Sindh Chief Minister Qaim Ali Shah will be the oldest serving CM if he completes his tenure.

Newly elected Sindh chief minister Qaim Ali Shah carries the wreath at the Quaid's mausoleum on Friday. PHOTO: RASHID AJMERI

KARACHI:
One of the greatest qualities of veteran and founding member of the Pakistan Peoples Party, Syed Qaim Ali Shah, is that he is the best “Yes Man” available in the lot - even if he has proved disastrous for the most troubled yet economically significant province of Pakistan.

If all goes well and Shah saab is still around to see the government complete its five-year-term, he will perhaps go down in history as the oldest serving chief minister at the age of 90. Apart from some ‘hearing problem’, the Sindh Chief Minister appears to be in shape for attending the full sessions of the Sindh Assembly.

Being a Syed, gives an additional advantage to qualify for the top slot - in PPP and the anti-PPP camp. If PPP can boast of Syed Qaim Ali Shah or late Syed Abdullah Shah, then the Pakistan Muslim League-Nawaz and Functional have Syed Ghous Ali and Syed Muzaffar Hussain Shah to their credit, respectively.



Qaim Ali Shah is known to keep his cool, as demonstrated when he tolerated highly abusive language from PPP workers, led by late Ali Sunara, at the CM House during the first PPP government in 1988. Even when some people asked him to take action against the verbal assault, he stopped them by simply stating, “They brought me to power and that is why they have every right to complain.”

Unlike certain other PPP leaders, the Syed from Khairpur has never been accused of any major corruption scandal.


Political journey

He joined PPP in 1968, a year after the party was formed and was elected in all the elections since then except in 1997, when Syed Ghous Ali Shah defeated him. The jiyala took his revenge this year when he defeated the PML-N leader in the May 11 elections.

The workers of PPP generally appear satisfied with his performance but he lacks the quality of a good administrator, such as Mumtaz Ali Bhutto or Jam Sadiq Ali.
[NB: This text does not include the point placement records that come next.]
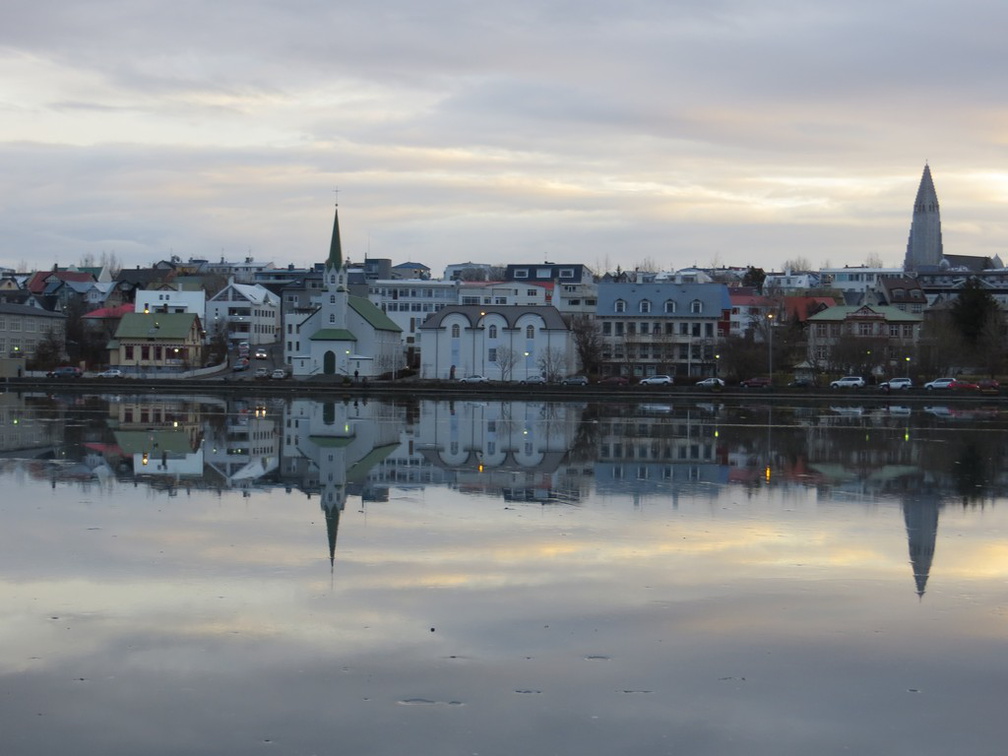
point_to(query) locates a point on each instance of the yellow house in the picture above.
(165, 342)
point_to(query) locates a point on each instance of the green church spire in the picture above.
(335, 248)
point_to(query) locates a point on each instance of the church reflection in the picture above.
(549, 453)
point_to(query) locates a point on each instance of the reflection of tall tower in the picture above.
(924, 244)
(921, 518)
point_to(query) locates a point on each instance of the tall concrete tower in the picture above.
(924, 245)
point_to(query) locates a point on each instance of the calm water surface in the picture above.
(239, 577)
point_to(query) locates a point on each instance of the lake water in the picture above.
(236, 576)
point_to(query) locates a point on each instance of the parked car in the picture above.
(960, 385)
(67, 371)
(896, 384)
(711, 383)
(848, 381)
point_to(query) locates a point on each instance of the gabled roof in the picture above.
(37, 282)
(110, 313)
(29, 311)
(800, 307)
(372, 313)
(254, 293)
(551, 317)
(844, 311)
(173, 326)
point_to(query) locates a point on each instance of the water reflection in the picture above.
(518, 452)
(714, 578)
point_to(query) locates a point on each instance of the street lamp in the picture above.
(769, 351)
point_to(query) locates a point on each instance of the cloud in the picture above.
(675, 131)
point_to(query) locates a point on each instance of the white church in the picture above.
(347, 336)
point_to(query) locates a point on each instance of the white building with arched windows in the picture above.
(505, 343)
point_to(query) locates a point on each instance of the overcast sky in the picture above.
(677, 132)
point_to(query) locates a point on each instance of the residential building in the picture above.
(22, 328)
(157, 342)
(662, 328)
(170, 300)
(246, 312)
(879, 337)
(505, 343)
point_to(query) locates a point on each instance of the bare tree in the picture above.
(552, 363)
(507, 358)
(588, 343)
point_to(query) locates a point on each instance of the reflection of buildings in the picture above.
(658, 449)
(330, 447)
(159, 438)
(921, 518)
(243, 446)
(515, 450)
(22, 432)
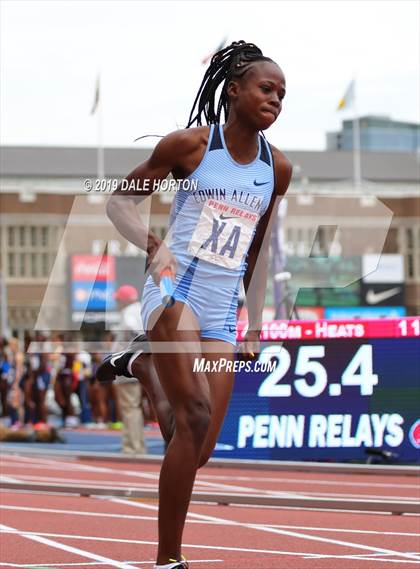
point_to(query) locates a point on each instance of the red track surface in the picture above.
(69, 531)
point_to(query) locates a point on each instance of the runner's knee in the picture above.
(195, 420)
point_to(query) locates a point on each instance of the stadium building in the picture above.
(51, 226)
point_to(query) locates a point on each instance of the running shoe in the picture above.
(174, 564)
(117, 363)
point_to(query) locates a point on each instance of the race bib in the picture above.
(223, 234)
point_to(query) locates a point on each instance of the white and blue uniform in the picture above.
(212, 227)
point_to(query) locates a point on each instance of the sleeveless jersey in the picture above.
(214, 219)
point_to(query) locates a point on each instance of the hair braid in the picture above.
(229, 63)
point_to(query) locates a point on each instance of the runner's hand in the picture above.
(250, 346)
(161, 259)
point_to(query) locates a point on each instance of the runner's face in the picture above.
(260, 94)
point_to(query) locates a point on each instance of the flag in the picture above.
(97, 96)
(348, 97)
(222, 44)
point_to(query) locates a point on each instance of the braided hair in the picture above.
(228, 64)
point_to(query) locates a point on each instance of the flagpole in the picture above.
(357, 163)
(100, 158)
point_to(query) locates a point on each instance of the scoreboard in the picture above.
(327, 390)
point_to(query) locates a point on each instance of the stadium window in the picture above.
(30, 250)
(22, 236)
(12, 264)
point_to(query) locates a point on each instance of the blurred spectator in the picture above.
(128, 389)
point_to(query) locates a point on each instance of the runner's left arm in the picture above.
(255, 278)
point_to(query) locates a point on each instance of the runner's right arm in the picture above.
(122, 210)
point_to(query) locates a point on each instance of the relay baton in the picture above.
(167, 288)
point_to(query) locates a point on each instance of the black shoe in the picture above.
(117, 364)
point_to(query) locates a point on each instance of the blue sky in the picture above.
(149, 55)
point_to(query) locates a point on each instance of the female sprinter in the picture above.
(217, 236)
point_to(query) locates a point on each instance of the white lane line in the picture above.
(212, 485)
(205, 522)
(282, 532)
(75, 550)
(74, 466)
(311, 482)
(95, 564)
(155, 476)
(143, 542)
(110, 483)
His command is not considered even close to his predecessors, such as the late Syed Abdullah Shah, or rivals, such as Syed Ghous Ali Shah.

He was Prime Minister Benazir Bhutto’s first choice in 1988 but it is said that Benazir wanted Jam Sadiq Ali to return to Pakistan and was in favour of replacing Qaim Ali Shah with Jam. She was told by the intelligence agencies that Jam allegedly had links with the Indian RAW agency. Later, the same establishment used Jam against BB after her government was dismissed in August, 1990.

Even during this period, however, Benazir having a difficult time with Qaim Ali Shah because of his failure to control the law and order and not being able to handle the mainstream Muttahida Qaumi Movement properly - among other reasons. Finally, in 1989, Benazir replaced him with Aftab Shahbaz Mirani.  In her second tenure in 1993, she preferred Syed Abdullah Shah over Syed Qaim Ali Shah as she wanted to tackle the law and order with an “iron hand.”

To judge his weakness as an administrator in the last tenure, the best example is perhaps the brief period of former Interior Minister Zulfiqar Mirza, who hardly took him into confidence in issuing thousands of prohibited arms license. Thus Shah saab’s first tenure of 13 months resulted in the killings of around 1,500 people while his second tenure of five years saw a massive rise in target killings with 5,000 deaths. Only God knows what is in store for Karachi in his third term. As he has done before, a promise has been made to make law and order a priority - one has little choice but to believe the young man of 85 years.

Published in The Express Tribune, June 1st, 2013.